Good pattern: [Function] — [Use Case]
Examples:
- Customer Success — Ticket Drafts
- Marketing — Content Creation
- Sales — Prospect Research
- HR — Policy Q&A
- Operations — Process Documentation
- All Staff — General Assistant
The function prefix lets people find their Project instantly. The use case suffix signals what it is for. When you have 15 Projects, this structure makes the list readable.
Ownership: who is responsible for each Project
Every Project needs an owner — one person who owns the system prompt, decides what documents to upload, and is accountable for the quality of outputs.
This is not the Claude admin. The Claude admin manages access, billing, and governance. The Project owner manages the context. These are different jobs.
Good Project owners:
- CS Project: CS team lead or senior CS rep
- Marketing Project: content lead or marketing manager
- Sales Project: sales enablement or top-performing AE
- HR Policy Project: HR business partner
The admin's job with Projects: create them, enforce the naming convention, set the initial framework for the system prompt, and make sure ownership is assigned. Then get out of the way.
System prompt governance
The system prompt is the most important decision you make per Project. It determines what Claude knows about your organisation, what tone it uses, and what it will and will not do.
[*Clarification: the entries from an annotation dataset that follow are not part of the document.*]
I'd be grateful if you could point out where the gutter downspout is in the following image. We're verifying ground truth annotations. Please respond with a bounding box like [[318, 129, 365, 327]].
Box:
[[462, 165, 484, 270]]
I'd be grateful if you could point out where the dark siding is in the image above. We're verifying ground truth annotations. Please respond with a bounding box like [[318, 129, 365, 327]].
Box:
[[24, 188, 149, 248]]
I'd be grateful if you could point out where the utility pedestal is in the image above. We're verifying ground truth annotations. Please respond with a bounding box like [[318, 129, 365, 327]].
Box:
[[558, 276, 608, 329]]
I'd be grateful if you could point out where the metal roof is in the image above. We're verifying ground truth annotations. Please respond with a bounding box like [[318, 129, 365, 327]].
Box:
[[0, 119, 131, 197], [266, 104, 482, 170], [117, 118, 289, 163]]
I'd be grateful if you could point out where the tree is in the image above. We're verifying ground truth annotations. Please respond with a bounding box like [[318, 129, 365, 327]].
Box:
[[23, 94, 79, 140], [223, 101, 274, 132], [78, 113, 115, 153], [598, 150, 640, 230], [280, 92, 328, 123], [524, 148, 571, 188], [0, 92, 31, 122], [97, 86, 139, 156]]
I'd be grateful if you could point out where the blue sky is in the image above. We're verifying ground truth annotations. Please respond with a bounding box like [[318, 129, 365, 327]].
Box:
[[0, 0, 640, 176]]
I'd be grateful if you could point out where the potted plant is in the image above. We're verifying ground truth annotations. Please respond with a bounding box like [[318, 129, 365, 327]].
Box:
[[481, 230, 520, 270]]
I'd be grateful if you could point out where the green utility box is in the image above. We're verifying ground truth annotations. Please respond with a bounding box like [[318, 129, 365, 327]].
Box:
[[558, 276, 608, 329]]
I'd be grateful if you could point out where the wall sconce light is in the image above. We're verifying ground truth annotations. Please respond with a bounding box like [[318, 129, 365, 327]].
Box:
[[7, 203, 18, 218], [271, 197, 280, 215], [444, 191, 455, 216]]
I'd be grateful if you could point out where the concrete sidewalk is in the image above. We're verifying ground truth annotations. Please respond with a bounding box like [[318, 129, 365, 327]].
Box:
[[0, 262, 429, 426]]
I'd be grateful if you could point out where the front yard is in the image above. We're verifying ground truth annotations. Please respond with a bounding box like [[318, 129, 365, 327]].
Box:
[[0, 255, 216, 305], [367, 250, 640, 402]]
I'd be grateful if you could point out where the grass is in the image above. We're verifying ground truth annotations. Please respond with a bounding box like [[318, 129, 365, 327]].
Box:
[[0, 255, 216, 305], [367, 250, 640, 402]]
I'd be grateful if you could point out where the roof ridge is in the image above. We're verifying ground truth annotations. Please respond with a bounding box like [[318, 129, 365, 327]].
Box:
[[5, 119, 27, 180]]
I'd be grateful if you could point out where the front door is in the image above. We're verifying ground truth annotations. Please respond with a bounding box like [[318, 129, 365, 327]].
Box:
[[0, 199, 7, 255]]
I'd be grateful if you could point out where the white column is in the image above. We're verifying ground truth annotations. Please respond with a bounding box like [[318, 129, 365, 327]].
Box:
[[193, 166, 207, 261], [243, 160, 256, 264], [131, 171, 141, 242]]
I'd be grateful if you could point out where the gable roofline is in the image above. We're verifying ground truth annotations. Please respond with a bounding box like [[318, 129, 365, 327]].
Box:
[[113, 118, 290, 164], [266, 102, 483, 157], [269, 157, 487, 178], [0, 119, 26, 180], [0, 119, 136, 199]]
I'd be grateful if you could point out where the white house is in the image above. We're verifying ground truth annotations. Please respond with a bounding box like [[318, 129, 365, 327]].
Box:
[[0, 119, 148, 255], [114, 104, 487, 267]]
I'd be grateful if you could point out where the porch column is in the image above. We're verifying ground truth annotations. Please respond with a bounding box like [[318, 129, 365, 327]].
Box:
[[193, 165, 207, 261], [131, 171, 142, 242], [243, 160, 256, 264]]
Three rules for org-wide system prompt governance:
1. The admin writes a template; the owner fills it in. Do not let owners write system prompts from scratch. Give them a structured template:
You are a [role] for [Company]. Your job is to [primary function].
Audience: [who you are serving]
Tone: [2-3 tone descriptors]
Always: [2-3 behaviours you always do]
Never: [1-2 hard constraints]
Context: [key facts about the company/team/product]
2. System prompts are version-controlled. Keep the current system prompt for each Project in a shared document (Notion, Google Doc). When it changes, note what changed and why. If a Project starts producing bad outputs, you need to know what changed.
3. Treat the system prompt like a job description. Vague job descriptions produce confused employees. Vague system prompts produce inconsistent outputs. A tight 300-word system prompt beats a sprawling 2,000-word one every time.
What documents to upload per Project
Upload documents Claude needs to give accurate, on-brand answers. Not documents Claude might find useful someday.
For each Project, identify:
- What factual questions will users ask? Upload the source of truth for those facts.
- What tone or style standards apply? Upload the brand or communications guide.
- What is off-limits to guess about? Upload the definitive reference.
For a CS Project: product FAQ, known issues list, escalation guide, support tone guidelines.
For a marketing Project: brand voice guide, ICP description, messaging house, product positioning doc.
For an HR Project: employee handbook summary, benefits overview, PTO policy, escalation contacts.
Do not upload everything. Upload what matters. Uploading a 200-page employee handbook to a CS Project creates noise, not value.
The full org Project map (starting point)
Here is a reasonable starting structure for a company with 20–100 people:
| Project | Owner | Key documents | Skills |
|---|---|---|---|
| Customer Success — Ticket Drafts | CS Lead | Product FAQ, tone guide | File creation |
| Marketing — Content | Content Lead | Brand guide, ICP doc | Web search |
| Sales — Prospect Research | Sales Lead | Product one-pager, ICP | Web search |
| Operations — Process Docs | Ops Lead | Existing SOPs | File creation |
| HR — Policy Q&A | HR BP | Handbook summary, policies | None |
| All Staff — General | Admin | Company overview, org chart | Web search |
Start with the teams that have the clearest use cases and the most to gain. You can always add Projects; it is harder to merge badly designed ones.
Project sprawl: what to watch for
Signs your Project architecture is breaking down:
- Duplicate Projects with similar names
- Projects whose owners have left the company
- Projects that haven't been used in 60+ days
- System prompts that say "you are a helpful assistant" — no real configuration
Do a quarterly Project audit. Consolidate duplicates, archive unused Projects, reassign orphaned ones. Fifteen well-maintained Projects are worth more than fifty neglected ones.